Indie concert to honour Paul Leahy, a local musician diagnosed with inoperable cancer

Four years ago, music critic Allan MacInnis accused New Westminster guitarist Paul Leahy of trying to start a one-man hard-glam rock revival with his latest album, All Messed Up.

“Leahy’s sneery, smirky, snarly, bitch-in-heat vocals and glowing guitar tone perfectly suit the form, wrote MacInnis in a Georgia Straight review, “…and you get the feeling that the stage is where this material would really shine.”

Decked out in stage clothes, complete with distinctive lightning-bolt peaked cap, Leahy did shine on stage, according to fans and fellow musicians, who characterized his style as most reminiscent of mid-70s English glam rockers Mott the Hoople and David Bowie.

“Hello Polly (an earlier iteration of Leahy’s band, Polly) played their debut gig at the Heritage Grill sandwiched between two sets of China Syndrome,” wrote China Syndrome’s Tim Chan. “As soon as Paul appeared in his full regalia and plugged in, I swear the whole room was smiling. They totally blew us off the stage.”

During 35 years as a rock guitar player, Leahy won a lot of respect from fellow musicians and fans in the Lower Mainland indie music scene but never made the big stage.

Today his guitars stand silent in a room at the Laurel Place Hospice in Surrey along with a family photo and a couple of colourful images of him onstage.

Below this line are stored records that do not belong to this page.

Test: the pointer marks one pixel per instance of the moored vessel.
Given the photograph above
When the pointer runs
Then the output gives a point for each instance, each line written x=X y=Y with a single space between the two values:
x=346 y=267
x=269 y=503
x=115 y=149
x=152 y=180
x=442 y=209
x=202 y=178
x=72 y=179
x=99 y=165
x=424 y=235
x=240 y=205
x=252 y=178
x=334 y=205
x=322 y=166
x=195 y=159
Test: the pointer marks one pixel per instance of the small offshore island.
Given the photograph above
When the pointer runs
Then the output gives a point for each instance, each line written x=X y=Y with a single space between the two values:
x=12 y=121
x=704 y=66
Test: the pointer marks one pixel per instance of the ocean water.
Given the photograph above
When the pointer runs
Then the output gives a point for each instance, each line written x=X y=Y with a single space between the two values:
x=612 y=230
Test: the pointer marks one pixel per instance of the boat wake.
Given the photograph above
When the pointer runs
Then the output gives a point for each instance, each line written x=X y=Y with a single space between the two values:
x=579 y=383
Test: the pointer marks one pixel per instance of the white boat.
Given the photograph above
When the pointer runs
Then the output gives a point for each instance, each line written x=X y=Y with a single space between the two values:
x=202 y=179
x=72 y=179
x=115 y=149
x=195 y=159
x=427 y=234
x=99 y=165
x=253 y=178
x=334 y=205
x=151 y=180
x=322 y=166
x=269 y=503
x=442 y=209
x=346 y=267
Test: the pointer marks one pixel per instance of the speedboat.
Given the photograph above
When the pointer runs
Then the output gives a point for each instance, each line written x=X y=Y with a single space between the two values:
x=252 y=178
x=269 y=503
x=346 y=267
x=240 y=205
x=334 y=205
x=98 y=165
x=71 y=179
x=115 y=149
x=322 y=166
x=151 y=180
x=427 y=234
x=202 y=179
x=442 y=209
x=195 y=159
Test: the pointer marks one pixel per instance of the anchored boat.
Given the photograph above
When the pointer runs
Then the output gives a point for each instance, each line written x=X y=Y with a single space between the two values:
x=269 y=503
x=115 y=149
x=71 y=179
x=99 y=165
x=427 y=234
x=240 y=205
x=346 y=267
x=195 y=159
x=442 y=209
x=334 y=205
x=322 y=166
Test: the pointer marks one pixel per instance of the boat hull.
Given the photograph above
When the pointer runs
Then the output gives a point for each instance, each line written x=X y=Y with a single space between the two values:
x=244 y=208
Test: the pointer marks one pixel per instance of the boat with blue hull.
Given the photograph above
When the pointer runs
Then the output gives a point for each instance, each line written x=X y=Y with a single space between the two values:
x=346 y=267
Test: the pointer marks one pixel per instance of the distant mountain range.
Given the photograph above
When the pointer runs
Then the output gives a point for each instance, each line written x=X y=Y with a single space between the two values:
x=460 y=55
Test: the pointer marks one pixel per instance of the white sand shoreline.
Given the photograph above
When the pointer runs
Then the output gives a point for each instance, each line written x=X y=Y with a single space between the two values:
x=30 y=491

Leahy was diagnosed with malignant and inoperable oral cancer in October; he moved into hospice the day after his 58th birthday.

This month, eight Vancouver bands will gather at the Rickshaw Theatre in Vancouver for “The Super Duper Show” – a concert to pay tribute to the New West musician and raise funds for his family, wife Kimiko Karpoff and son Finn.

Silenced by cancer, Leahy the rocker won’t be there.

But there’s another side to him that lives on at hospice and will live on in the hearts of his family, one that has co-existed with his stage persona all along and sometimes been at odds with it, according to Karpoff.

“Part of the challenge was his humble and self-deprecating manner,” she said.

She tells of one time after a set when Leahy had changed out of his Polly garb into his street clothes and was standing near the back of the club.

Not recognizing him, an audience member asked Leahy if he’d seen the amazing guitar player who’d just been on stage.

Off the stage, Leahy was a stay-at-home dad who had worked for some time as the assistant manager of his New Westminster apartment complex.

When Finn, now 20, was little, his rocker dad spent hours sitting with him in the park across from the little fire hall near their place.

“They’d sit with their juice boxes and snacks, watching the firefighters wash the trucks and check equipment,” Karpoff wrote in a recent blog post.

The Super Duper Show, however, is about paying tribute to Leahy’s musical career, which included time with the Toys and No Fun in the early years and then the Transvestimentals, Pleasure Suit, Hello Polly and, finally, Polly.

The Jan. 27 concert will feature the seldom seen Pointed Sticks, Polly Suit (members of Polly and Pleasure Suit), SLIP~ons, The Furniture, Swank, China Syndrome, The New Black, Tayt Modern and a performance by Finn.

Available at the show will be a limited edition “Polly Package Box Set” ($35) with three CDs, postcards, photo cards and other memorabilia spanning Leahy’s career beginning in the 1970s.

Tickets ($15) for the The Super Duper Show are available online or at tinyurl.com/SuperDuperShow.